While introverted students are just as capable as those with other temperaments, Kasevich believes they’re often pigeonholed by environments geared toward learning models that favor extroverted students.
The following are some of her suggestions for how to best engage introverted students and facilitate their learning by incorporating methods they may be most comfortable communicating and working:
Have students converse one-on-one or in small groups. Introverted students often aren’t comfortable speaking in front of large groups, so more independent and small-group assignments are great to help them engage with peers and class content without feeling overwhelmed by social and sensory stimuli.
Provide enough thinking time before having students share their thoughts aloud. One way to do this is to have students write down their ideas on paper before inviting them to give a verbal response. This is especially beneficial for students who may have trouble articulating their thoughts effectively on the spot.
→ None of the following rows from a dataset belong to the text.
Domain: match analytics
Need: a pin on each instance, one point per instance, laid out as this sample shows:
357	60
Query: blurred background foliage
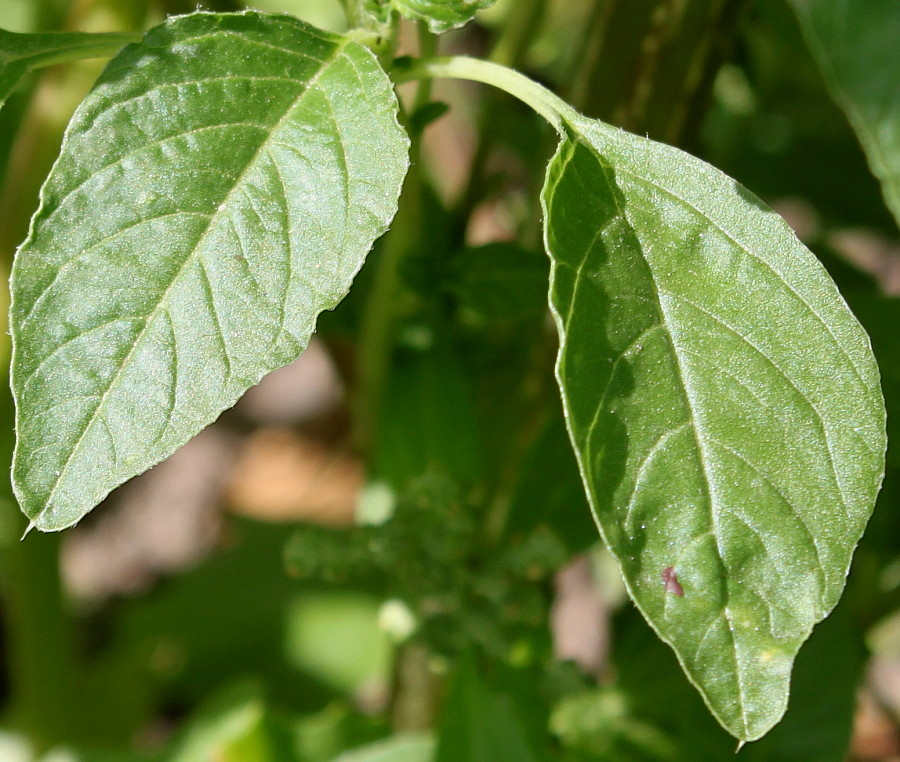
414	575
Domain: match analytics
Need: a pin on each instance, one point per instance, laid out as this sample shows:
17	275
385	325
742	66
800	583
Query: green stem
555	110
518	32
377	333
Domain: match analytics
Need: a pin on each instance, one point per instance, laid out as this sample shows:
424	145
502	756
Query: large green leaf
442	15
724	405
856	45
20	53
219	188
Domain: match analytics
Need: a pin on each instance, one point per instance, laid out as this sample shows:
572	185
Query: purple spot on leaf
671	582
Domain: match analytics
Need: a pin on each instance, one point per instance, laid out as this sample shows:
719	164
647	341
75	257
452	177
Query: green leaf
855	43
232	727
442	15
20	53
398	749
817	725
499	282
723	403
219	188
478	724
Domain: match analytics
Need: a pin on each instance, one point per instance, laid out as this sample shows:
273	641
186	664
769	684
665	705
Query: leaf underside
724	405
218	189
856	44
20	53
442	15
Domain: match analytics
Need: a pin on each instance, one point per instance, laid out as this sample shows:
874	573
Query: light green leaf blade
219	188
857	45
401	748
20	53
724	405
442	15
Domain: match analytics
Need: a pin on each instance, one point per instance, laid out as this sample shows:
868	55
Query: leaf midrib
695	426
191	257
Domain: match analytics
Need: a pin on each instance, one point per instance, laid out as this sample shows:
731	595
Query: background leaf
856	43
442	15
20	53
478	724
398	749
219	188
731	467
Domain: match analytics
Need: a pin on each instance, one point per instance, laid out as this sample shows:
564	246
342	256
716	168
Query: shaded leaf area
855	43
218	189
651	713
442	15
21	53
498	282
717	450
480	724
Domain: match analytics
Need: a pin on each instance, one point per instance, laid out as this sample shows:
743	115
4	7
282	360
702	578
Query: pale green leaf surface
724	405
442	15
857	45
218	189
20	53
402	748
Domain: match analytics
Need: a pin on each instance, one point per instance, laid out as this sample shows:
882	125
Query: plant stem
427	49
518	32
376	335
555	110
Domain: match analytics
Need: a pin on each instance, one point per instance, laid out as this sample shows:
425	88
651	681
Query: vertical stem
416	690
647	65
376	339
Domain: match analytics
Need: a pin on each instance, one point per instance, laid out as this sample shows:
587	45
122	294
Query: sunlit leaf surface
217	190
724	405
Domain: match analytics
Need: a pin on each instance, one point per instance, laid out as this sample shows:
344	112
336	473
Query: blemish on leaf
670	579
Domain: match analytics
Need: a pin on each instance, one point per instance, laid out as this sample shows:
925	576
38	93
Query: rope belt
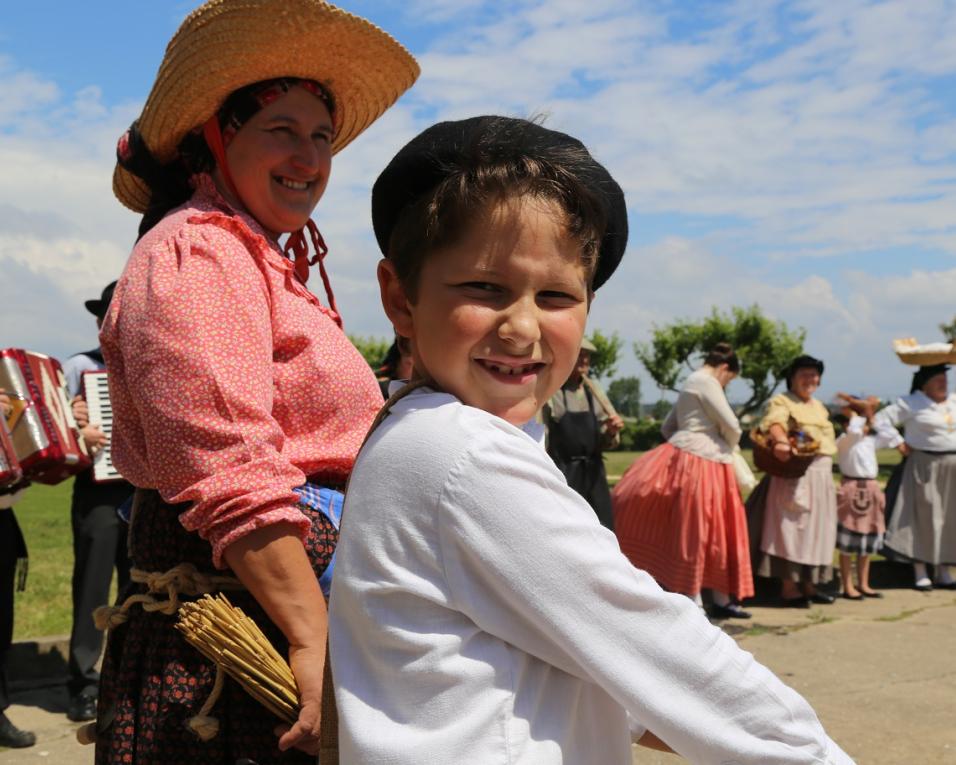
183	579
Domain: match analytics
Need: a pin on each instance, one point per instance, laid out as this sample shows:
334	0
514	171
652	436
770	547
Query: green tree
764	347
949	330
604	360
373	349
661	409
625	394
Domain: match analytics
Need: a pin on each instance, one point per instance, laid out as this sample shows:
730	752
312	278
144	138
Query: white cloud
777	134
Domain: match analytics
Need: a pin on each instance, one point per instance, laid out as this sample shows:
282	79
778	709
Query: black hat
923	375
802	362
438	151
99	307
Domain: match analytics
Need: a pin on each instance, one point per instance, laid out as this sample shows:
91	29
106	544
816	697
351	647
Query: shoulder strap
329	724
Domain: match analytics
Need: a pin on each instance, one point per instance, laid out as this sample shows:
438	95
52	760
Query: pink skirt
680	518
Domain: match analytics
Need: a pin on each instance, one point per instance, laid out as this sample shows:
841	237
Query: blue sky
800	155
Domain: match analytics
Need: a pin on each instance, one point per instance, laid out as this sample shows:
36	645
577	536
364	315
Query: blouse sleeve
714	402
669	426
201	353
524	560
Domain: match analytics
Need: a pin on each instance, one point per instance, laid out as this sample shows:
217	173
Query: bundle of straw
226	636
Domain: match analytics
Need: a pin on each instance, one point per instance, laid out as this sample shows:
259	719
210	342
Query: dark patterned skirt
153	682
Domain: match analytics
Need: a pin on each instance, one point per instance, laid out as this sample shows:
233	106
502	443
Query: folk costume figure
860	499
480	613
793	521
677	510
921	495
99	539
239	402
579	429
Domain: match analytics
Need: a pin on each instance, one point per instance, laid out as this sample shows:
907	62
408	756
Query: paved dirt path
880	673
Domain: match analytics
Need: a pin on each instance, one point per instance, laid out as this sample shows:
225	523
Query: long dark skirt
153	682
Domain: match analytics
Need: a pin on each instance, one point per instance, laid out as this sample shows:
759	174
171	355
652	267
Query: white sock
720	598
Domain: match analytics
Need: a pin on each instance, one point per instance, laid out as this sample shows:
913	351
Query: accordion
96	391
45	437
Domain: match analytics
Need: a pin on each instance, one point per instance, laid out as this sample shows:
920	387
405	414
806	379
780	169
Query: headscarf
924	374
802	362
221	129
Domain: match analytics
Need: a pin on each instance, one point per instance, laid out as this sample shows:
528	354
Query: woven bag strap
329	724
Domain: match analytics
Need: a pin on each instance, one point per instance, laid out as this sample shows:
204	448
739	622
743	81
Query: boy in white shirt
480	612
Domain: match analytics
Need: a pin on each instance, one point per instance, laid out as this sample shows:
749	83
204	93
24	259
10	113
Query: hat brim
226	44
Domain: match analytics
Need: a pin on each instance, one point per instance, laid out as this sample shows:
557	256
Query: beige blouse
811	415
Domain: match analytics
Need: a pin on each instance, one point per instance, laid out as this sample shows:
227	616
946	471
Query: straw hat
226	44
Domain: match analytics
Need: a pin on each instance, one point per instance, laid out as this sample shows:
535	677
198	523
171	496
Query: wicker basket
767	461
909	352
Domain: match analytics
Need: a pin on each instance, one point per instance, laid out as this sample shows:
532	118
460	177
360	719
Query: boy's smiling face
498	317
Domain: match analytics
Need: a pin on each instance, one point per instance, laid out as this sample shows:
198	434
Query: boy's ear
394	301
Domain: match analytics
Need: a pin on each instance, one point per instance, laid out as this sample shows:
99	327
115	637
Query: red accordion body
45	437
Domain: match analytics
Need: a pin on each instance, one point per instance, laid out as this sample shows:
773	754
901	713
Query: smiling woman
239	403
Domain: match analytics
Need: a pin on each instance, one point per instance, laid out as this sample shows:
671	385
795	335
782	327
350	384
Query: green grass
44	514
45	608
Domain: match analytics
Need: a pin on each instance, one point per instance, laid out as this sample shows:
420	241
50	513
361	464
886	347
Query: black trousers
99	546
11	547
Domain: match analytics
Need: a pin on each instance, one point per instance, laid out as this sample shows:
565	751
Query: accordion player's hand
81	412
95	438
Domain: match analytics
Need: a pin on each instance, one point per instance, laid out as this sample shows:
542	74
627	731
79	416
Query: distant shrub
640	435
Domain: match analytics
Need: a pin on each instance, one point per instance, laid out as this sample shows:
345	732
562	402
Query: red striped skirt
680	518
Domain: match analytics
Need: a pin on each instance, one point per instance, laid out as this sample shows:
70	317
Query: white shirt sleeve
73	369
525	560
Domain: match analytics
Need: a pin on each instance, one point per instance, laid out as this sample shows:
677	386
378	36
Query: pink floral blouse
230	382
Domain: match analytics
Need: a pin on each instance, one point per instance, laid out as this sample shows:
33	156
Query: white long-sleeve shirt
481	614
927	425
702	421
856	449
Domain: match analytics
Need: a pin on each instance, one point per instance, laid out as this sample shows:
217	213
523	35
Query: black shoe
82	708
12	736
730	611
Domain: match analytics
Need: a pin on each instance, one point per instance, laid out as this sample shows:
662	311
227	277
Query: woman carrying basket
921	501
239	402
793	520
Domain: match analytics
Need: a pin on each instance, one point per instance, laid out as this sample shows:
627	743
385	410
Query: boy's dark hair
435	186
723	353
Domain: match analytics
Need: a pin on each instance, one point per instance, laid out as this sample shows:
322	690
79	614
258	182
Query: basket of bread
925	355
803	450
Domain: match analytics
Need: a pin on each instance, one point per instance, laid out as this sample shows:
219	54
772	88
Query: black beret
802	362
437	152
924	374
99	307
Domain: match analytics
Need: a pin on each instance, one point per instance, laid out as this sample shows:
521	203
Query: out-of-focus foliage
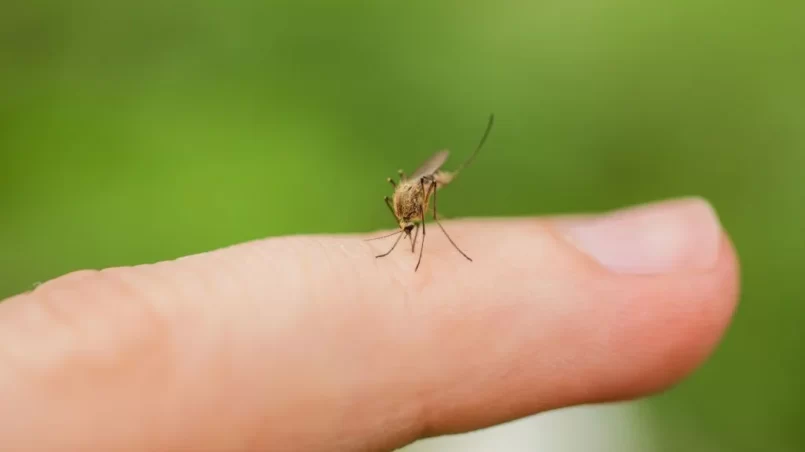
140	131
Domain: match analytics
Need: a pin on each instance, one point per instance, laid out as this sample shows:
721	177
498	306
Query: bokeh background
132	132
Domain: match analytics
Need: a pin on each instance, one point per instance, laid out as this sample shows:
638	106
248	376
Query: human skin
309	343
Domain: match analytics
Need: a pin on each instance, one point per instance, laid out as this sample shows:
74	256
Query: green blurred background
141	131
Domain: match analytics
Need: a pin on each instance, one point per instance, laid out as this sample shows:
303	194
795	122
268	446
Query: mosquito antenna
480	145
383	236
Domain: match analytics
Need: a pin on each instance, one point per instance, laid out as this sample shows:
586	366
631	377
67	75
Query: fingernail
668	236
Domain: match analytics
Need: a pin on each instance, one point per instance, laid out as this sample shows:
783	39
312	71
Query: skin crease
310	343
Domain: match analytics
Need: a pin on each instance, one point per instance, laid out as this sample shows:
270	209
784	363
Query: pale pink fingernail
668	236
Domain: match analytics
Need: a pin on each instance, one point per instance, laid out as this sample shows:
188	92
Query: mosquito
412	196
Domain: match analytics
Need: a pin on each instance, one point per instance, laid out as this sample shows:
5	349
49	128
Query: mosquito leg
413	241
392	247
436	219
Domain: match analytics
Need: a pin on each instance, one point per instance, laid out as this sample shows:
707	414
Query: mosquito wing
431	165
Give previews well before an activity occurs. Introverted students may avoid taking risks or feel uncomfortable jumping into an activity without enough preparation time. The more they feel supported and prepared, the more likely they are to engage. Some ideas include writing a question on the board for students to consider before class starts, providing a detailed syllabus or preview of a unit, handing out assessment rubrics before assigning work, and posting a daily schedule or calendar of events.
Allow time to recharge in a quiet environment. Most introverts need a less chaotic, quieter setting to refuel their energy and prepare for another round of schoolwork or socializing. Regular breaks, tucked-away reading corners, and classroom activities that allow for quieter working periods like Think-Pair-Share help introverted students recover without taking away from critical instruction.
If given the learning opportunities to succeed in the ways they’re biologically hardwired to, introverted students will thrive in their classrooms, personal relationships, and future professions.